Снега дня три не было, дорога накаталась, и скрип полозьев саней далеко слышно, к чему я при­слушивалась до боли в ушах. Начала считать до ты­сячи, но, досчитав до трехсот, мне стало стыдно. Прожить до тридцати лет и потом вдруг за три по­следних месяца так поглупеть, быть в плену неведо­мых до сего времена ощущений, которые овладели, околдовали и парализовали волю. Что за ребячест­во? Все мои доводы и рассуждения не достигали це­ли, все они вели к одному упорному, страстному же­ланию, возрастающему с ураганной стихийной си­лой напряжения, превращая желание в требование „я хочу". Хочу видеть самого Диму сейчас, сию ми­нуту. Пусть это совершится, каким бы ни было пу­тем, какой бы ни было ценой...

Дойдя до полного исступления, я швырнула стул с такой силой, что у него отлетела ножка. Вот она-то эта ножка, пресекла овладение или наважде­ние и привела меня в себя. В первую минуту мне стало стыдно, но в следующую меня охватил ужас. Да, ужас! Как же это

могло случиться, и что это было? Были ли Вы когда-нибудь во власти стихий­ного вихря эмоций?

Боже мой, неужели средневековье Великого Па­на человечество еще не изжило? Тогда человек на­ходился во власти демонов, духов природы и сти­хийных сил, но ведь это было в мире дохристиан­ском. Христианство впервые и окончательно от­крыло миру начало и понятие духовной свободы. И в то же время в наш XX век еще существуют одер­жимые, сатанисты, черная магия, а наш мужичок верит в домового, который по ночам плетет косы из гривы его лошади.

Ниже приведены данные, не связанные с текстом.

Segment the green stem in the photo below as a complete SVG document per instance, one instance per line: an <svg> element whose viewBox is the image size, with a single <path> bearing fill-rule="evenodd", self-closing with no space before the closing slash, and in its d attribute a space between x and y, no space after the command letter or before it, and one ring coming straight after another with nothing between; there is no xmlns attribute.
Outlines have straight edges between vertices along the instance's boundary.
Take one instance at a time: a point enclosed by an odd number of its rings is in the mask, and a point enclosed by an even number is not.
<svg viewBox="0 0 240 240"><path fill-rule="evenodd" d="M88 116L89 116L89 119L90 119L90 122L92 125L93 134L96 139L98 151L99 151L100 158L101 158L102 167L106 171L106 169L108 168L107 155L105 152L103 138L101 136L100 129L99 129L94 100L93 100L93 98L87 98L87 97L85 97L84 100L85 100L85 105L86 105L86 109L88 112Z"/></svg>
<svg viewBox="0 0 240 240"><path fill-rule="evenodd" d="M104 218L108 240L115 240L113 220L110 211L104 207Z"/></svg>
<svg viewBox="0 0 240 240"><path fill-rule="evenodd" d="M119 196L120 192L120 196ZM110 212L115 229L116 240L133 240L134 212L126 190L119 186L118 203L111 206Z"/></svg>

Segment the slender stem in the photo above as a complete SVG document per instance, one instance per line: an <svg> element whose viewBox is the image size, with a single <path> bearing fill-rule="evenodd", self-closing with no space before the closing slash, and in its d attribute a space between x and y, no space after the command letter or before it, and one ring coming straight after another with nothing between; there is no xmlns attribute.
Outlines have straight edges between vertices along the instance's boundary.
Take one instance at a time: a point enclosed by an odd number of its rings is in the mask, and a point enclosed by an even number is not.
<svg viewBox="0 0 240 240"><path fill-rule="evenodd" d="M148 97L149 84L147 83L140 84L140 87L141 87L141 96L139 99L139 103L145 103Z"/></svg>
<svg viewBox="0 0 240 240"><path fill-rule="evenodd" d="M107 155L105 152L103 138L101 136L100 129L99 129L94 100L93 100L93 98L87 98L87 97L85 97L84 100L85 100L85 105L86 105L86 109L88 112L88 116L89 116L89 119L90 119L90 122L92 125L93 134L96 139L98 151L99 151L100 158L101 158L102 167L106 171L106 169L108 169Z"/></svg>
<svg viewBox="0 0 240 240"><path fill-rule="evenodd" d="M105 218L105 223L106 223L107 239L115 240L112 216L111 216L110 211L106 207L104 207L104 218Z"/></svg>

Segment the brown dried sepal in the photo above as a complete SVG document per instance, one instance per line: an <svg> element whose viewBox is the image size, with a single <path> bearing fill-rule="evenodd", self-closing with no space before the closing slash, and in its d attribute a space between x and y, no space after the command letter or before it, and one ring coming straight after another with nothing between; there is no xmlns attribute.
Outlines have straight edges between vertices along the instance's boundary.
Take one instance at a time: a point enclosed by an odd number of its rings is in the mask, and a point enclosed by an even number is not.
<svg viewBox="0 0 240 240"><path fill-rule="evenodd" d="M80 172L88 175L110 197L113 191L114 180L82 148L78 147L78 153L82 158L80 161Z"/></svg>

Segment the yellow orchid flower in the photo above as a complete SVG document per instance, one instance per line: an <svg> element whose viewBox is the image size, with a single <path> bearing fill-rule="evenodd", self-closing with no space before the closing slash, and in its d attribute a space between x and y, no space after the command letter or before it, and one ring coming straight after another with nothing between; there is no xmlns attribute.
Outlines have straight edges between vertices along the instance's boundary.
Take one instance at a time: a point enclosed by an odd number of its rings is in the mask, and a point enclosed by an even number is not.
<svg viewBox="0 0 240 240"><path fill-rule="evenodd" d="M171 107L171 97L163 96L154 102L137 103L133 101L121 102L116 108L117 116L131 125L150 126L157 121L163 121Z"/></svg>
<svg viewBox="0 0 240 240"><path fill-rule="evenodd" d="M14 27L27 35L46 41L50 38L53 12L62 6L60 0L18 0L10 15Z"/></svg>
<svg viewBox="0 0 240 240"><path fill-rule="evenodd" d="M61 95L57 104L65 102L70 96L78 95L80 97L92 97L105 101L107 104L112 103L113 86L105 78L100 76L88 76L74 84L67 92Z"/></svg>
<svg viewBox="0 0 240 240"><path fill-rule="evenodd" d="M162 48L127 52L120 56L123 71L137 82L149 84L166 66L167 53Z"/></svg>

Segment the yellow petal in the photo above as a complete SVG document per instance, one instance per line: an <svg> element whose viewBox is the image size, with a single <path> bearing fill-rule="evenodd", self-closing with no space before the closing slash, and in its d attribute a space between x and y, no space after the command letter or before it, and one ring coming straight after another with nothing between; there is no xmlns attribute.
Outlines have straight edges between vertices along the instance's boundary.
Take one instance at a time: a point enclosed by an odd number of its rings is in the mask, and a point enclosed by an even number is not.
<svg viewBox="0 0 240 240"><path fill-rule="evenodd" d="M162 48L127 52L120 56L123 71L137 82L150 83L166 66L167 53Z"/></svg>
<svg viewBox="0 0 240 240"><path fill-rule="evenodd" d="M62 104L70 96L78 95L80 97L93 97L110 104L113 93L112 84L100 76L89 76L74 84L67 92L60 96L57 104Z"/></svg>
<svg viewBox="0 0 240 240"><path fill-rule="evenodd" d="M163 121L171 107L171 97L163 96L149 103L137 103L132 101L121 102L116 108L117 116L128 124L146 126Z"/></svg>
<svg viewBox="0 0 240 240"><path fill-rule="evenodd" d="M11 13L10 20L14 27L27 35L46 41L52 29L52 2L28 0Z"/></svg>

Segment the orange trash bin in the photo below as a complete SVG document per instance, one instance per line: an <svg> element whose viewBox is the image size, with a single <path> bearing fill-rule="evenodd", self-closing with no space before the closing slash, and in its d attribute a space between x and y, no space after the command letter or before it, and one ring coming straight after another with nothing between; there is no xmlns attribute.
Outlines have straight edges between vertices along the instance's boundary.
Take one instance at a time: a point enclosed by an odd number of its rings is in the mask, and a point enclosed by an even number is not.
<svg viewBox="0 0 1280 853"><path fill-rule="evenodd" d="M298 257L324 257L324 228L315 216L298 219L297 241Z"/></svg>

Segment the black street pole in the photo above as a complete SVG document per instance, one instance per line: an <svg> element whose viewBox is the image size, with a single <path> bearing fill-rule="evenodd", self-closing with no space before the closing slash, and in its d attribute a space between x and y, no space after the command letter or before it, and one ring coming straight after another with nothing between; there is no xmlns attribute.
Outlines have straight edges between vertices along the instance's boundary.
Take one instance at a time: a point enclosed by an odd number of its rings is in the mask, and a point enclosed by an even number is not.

Значит, пять минут тому назад я была во влас­ти... Но кого? Демонов? Духов природы или сти­хийных сил? Что же это было? Извне или внутри меня? Неужели я таю, и во мне живет наследие про­шлого, эти глубочайшие сокровенные пласты скры­той таинственной жизни? То, что я пережила не­сколько минут тому назад, было форменное нападе­ние. Предположим, назовем темные силы, которые к моему страстному желанию видеть Диму подбрасы­вали горючее, взрывчатое топливо, которое и дове­ло меня до исступления. Я не берусь дать название этому овладению человеческой душой, оно ужасно, оно страшно! Господь дал людям молитву, и вот слова защиты в ней: „Не введи нас во искушение, но избави от лукавого". Ребенком с няней Карповной я читала эту молитву утром и вечером. А теперь? Ко­гда я ее читала? Когда? И помню ли я ее также твердо, как тогда? Я всеми силами стала припоми­нать порядок слов молитвы. Подсознательное все сохранило, я все припомнила.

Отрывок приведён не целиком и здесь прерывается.